Networker not mounting tapes from different pools

Question

We have some trouble with a tape library managed by networker V19.4. and ealier versions.

After clone to tape jobs to a tape pool are finished, networker will not mount tapes from another tape pool to the used drive. If you mount a tape from the desired pool manually, the waiting job will start.

This happens with or without pool to target device selections.

Can someone help?

Nico

smart4sugar · Accepted Answer

Thanks @barry_beckers for your detailed answer.

Meanwhile our problem has been solved.

First thing I've found, was that the tape storage node (bagsv32) was not listed under StorageNodeProperties -> Configuration -> Advanced Devices -> Clone storage nodes. After adding it there it was possible again to use the tape devices.

Second source of the trouble was a parallel installed networker client on the tape storage node (in addition with a different version). Since I have removed it, everything runs fine again.

Thanks to all the supporters in this thread for helping me!

Nico

bingo.1 · Answer

This sounds weird. I personally expect a configuration error. In principle you are following the right idea - do not allow assign pools to devices.

I personally have never seen a good reason to use it. IMHO, this is the last choice because you can easily end up in a mess and cause confusion. Do not forget: "enablers are also disablers." - If you specify a certain criteria you block others.

I would use the "nsrjb -vvv -l ..." command to load and mount a tape in one of these devices.

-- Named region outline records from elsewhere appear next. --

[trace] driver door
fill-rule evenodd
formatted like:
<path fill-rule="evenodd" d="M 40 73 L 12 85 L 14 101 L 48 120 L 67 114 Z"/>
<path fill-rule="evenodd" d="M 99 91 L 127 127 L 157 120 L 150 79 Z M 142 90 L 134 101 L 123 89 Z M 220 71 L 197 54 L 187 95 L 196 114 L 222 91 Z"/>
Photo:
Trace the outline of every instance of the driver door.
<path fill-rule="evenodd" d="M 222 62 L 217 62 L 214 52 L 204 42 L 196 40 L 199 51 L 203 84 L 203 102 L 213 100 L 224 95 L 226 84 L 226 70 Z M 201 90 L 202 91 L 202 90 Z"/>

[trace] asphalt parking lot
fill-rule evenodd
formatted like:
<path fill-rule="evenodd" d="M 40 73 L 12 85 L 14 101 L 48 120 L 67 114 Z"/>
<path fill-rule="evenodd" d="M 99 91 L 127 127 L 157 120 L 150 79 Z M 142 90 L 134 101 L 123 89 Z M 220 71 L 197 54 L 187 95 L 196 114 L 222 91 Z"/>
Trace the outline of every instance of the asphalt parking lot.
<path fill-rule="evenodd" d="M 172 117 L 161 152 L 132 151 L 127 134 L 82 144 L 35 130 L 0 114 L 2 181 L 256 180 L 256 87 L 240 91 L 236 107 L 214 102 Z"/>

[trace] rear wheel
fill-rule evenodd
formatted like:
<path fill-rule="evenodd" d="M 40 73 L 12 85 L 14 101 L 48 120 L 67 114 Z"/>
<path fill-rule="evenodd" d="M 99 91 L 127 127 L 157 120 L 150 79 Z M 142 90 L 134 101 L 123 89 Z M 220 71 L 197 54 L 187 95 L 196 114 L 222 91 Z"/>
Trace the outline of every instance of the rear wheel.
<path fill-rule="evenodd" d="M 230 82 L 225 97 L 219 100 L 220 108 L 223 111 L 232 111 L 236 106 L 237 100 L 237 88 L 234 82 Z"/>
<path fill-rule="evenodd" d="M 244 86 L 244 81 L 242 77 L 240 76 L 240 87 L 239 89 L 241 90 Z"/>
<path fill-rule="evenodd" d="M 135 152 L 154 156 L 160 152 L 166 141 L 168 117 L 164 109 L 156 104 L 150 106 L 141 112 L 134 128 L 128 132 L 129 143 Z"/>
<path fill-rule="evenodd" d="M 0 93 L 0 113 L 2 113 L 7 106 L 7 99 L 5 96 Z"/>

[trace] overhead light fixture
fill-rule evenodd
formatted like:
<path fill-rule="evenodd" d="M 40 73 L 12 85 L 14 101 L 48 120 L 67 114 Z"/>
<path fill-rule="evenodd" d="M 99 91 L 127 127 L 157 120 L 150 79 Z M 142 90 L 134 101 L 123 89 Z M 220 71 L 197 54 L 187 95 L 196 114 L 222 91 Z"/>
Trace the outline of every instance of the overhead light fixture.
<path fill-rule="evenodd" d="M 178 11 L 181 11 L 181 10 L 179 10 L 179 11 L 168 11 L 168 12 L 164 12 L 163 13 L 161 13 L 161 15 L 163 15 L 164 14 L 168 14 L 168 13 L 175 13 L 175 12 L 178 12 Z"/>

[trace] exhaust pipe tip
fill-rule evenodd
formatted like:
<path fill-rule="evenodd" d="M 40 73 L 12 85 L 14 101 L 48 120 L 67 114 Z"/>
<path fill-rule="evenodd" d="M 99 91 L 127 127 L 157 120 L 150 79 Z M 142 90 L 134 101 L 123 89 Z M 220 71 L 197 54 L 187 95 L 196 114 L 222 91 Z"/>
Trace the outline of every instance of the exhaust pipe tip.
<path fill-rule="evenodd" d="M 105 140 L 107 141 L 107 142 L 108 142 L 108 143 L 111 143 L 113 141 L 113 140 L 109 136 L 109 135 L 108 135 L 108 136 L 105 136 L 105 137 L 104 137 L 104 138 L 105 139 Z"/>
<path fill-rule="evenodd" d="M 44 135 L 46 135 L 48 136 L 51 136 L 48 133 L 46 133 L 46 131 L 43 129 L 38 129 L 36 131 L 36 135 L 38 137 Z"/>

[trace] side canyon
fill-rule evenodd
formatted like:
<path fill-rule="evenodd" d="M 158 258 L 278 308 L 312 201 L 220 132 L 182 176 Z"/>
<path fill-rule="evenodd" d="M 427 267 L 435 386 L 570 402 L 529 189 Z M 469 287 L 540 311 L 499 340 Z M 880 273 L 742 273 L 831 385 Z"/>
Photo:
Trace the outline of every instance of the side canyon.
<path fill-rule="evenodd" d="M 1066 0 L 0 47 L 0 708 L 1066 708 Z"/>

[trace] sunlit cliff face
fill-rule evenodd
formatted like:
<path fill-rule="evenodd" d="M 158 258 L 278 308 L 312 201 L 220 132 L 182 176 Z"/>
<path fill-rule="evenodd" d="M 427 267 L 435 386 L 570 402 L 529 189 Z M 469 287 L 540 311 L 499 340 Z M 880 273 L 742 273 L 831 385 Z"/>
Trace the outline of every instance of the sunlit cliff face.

Now NW should tell you more where the trouble is. You could also look at the daemon.raw file.

smart4sugar · Answer

Ok, I have tried to load a volume:nsrjb -vvv -l 000139L6 gives11/18/20 08:25:07.669553 Error: Cannot allocate `1' devices for this operation: max active devices for jukebox rd=bagsv32.xxx.group:IBM@0.3.1 = 0It is a TL4000 library attached to a w2016 server.Mounting using the gui is working without problems.But that seems not be the reason of all the trouble.I tried a clone like this:nsrclone -vvv -b Wochenband -S 2813537987It gave me :180206:nsrclone: Step (7 of 16): NSRCLONE_PROCESSING_PHASE_THREE: Sending the media reservation request for the current save set list. 160812:nsrclone: Retry reservation after it was rejected. Retry counter [4] 116284:nsrclone: Sending cancel broker request 96 180876:nsrclone: Request 96 was cancelled. 116283:nsrclone: retrying mmd reservation request!!!After that I checked the 'Disable RPS Clone' box in the server properties and that solved the problem!Instead of the error message the job continued with:180179:nsrclone: Updating the total number of steps from 16 to 5 for the non VM save sets workflow.Now the library is behaving like expected... But I don't know why the RPS option is causing this errors.

bingo.1 · Answer

Well done. There are obvious still issues with this option although it is even enabled by default. But you obviously disable it when you so not clone between 2 DDs.

You may also look the following document: https://avus-cr.de/19_1_gen_7.pdf

smart4sugar · Answer

Unfortunately it turned out that the problem is still existing...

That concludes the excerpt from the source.